Y entre la banda sonora de mi vida, también hay espacio para otras personas. “El Titi”, ese rumano de camiseta de la selección española y chándal del ejército, cargado con su acordeón y que aprecia el que simplemente alguien le pregunte cómo está. Tras un incidente en el que la Policía le decomisó su acordeón le ofrecí ayuda en lo que estuviese en mis manos. Desde entonces un “suerte señor” acompaña mis encuentros con él si es que está trabajando. Si va camino del trabajo, comparte sus miedos, sus preocupaciones, sus prejuicios... como todas y todos. Otros famosos del centro son los hermanos Salmonete, esos malditos del cante flamenco, capaces de levantar al patio de butacas de un teatro o de espantar a la clientela de un bar. ¿Y quién no conoce a Juanito y al “Chusco”? A día de hoy no he contraído aún ninguna enfermedad por los besos de sus días más cariñosos. Quienes los conocen pueden estar preguntándose qué pintan ambos en este artículo. Muy fácil: Chusco posiblemente sea el mejor guitarra borracho que puedas conocer, aunque más de una guitarra se le haya olvidado en el bar de turno; y Juanito, en el 2014, fue el autor de lo que para algunos de nosotros fue el gran hit del verano: “Este verano, te vas a enamorar, eh, te vas a enamorar, eh, te vas a enamorar”.

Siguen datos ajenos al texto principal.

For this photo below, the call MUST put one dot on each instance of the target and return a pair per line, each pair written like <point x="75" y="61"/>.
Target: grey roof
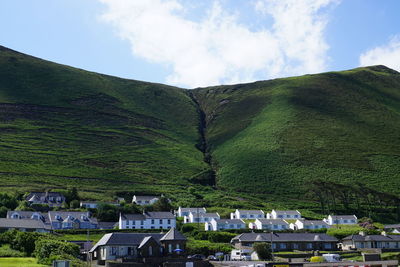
<point x="159" y="215"/>
<point x="22" y="223"/>
<point x="386" y="238"/>
<point x="391" y="226"/>
<point x="192" y="209"/>
<point x="229" y="221"/>
<point x="343" y="217"/>
<point x="289" y="212"/>
<point x="125" y="239"/>
<point x="313" y="222"/>
<point x="173" y="234"/>
<point x="133" y="217"/>
<point x="209" y="214"/>
<point x="251" y="211"/>
<point x="106" y="225"/>
<point x="146" y="197"/>
<point x="284" y="237"/>
<point x="273" y="221"/>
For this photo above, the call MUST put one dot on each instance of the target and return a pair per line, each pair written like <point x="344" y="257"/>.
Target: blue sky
<point x="192" y="43"/>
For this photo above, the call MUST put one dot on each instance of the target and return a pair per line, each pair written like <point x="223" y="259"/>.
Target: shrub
<point x="263" y="250"/>
<point x="46" y="249"/>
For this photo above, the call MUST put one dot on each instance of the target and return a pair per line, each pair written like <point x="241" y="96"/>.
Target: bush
<point x="25" y="241"/>
<point x="46" y="250"/>
<point x="263" y="250"/>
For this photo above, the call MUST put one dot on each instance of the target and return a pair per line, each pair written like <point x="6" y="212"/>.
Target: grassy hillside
<point x="62" y="126"/>
<point x="282" y="137"/>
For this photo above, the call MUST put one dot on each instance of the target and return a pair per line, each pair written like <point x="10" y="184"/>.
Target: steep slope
<point x="63" y="126"/>
<point x="290" y="138"/>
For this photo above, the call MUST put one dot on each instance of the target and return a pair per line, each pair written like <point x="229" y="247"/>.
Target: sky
<point x="192" y="43"/>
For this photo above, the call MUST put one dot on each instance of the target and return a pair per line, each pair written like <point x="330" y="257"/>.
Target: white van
<point x="240" y="254"/>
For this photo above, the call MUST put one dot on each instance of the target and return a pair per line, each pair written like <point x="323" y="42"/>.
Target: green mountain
<point x="325" y="143"/>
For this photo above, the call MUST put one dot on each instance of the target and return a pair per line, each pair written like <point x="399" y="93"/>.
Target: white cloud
<point x="219" y="49"/>
<point x="388" y="55"/>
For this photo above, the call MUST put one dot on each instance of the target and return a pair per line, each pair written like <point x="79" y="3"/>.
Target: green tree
<point x="163" y="204"/>
<point x="263" y="250"/>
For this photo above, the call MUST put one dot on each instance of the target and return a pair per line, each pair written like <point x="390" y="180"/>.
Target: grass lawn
<point x="19" y="262"/>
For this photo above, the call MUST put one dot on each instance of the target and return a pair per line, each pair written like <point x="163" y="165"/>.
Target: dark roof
<point x="384" y="238"/>
<point x="22" y="223"/>
<point x="159" y="215"/>
<point x="173" y="234"/>
<point x="284" y="237"/>
<point x="106" y="225"/>
<point x="229" y="221"/>
<point x="272" y="221"/>
<point x="133" y="217"/>
<point x="125" y="239"/>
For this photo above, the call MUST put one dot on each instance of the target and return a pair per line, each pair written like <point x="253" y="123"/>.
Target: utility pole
<point x="272" y="246"/>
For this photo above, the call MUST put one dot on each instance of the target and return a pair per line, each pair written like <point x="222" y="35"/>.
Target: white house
<point x="308" y="224"/>
<point x="182" y="212"/>
<point x="225" y="224"/>
<point x="284" y="214"/>
<point x="247" y="214"/>
<point x="147" y="220"/>
<point x="200" y="217"/>
<point x="269" y="224"/>
<point x="144" y="200"/>
<point x="341" y="219"/>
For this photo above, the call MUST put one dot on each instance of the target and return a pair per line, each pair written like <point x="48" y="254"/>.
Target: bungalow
<point x="225" y="224"/>
<point x="25" y="225"/>
<point x="94" y="204"/>
<point x="341" y="219"/>
<point x="308" y="224"/>
<point x="145" y="248"/>
<point x="72" y="220"/>
<point x="287" y="241"/>
<point x="147" y="220"/>
<point x="182" y="212"/>
<point x="144" y="200"/>
<point x="269" y="224"/>
<point x="247" y="214"/>
<point x="200" y="217"/>
<point x="362" y="241"/>
<point x="52" y="199"/>
<point x="284" y="214"/>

Y es que la historia de este país, desde El Lazarillo, no podría entenderse sin la picaresca, pero ésta sólo es condenable cuando viene desde “el sucio” y nunca desde las dulces fragancias. Esta ciudad, como tantas otras, ha regalado sus calles y plazas a las terrazas de bares que se colocan a su antojo a lo ancho y largo de aquellas. Ahora, los dueños de estos espacios públicos, la patronal de hosteleros, quieren seguir con la expulsión de las calles de toda aquella persona que no les sea rentable, pues ése es el único criterio al que responden, el de la rentabilidad económica. Eso explica que las mesas de sus bares ocupen cada vez más espacio del suelo público (habría que ver si con licencia y qué permisos) y que las condiciones de trabajo de sus trabajadores y trabajadoras sean tan precarias. Este país que vota a los mayores intérpretes de la picaresca contemporánea, y deja su dinero y el resto de su vida con fe ciega en sus manos, se molesta por lo que viene a ser dentro de la música callejera “dar el cante”.
Y si lo que queremos es hacer de la ciudad un lugar agradable en el que vivir, sobra ruido. Que suene la música y sostenga al barco.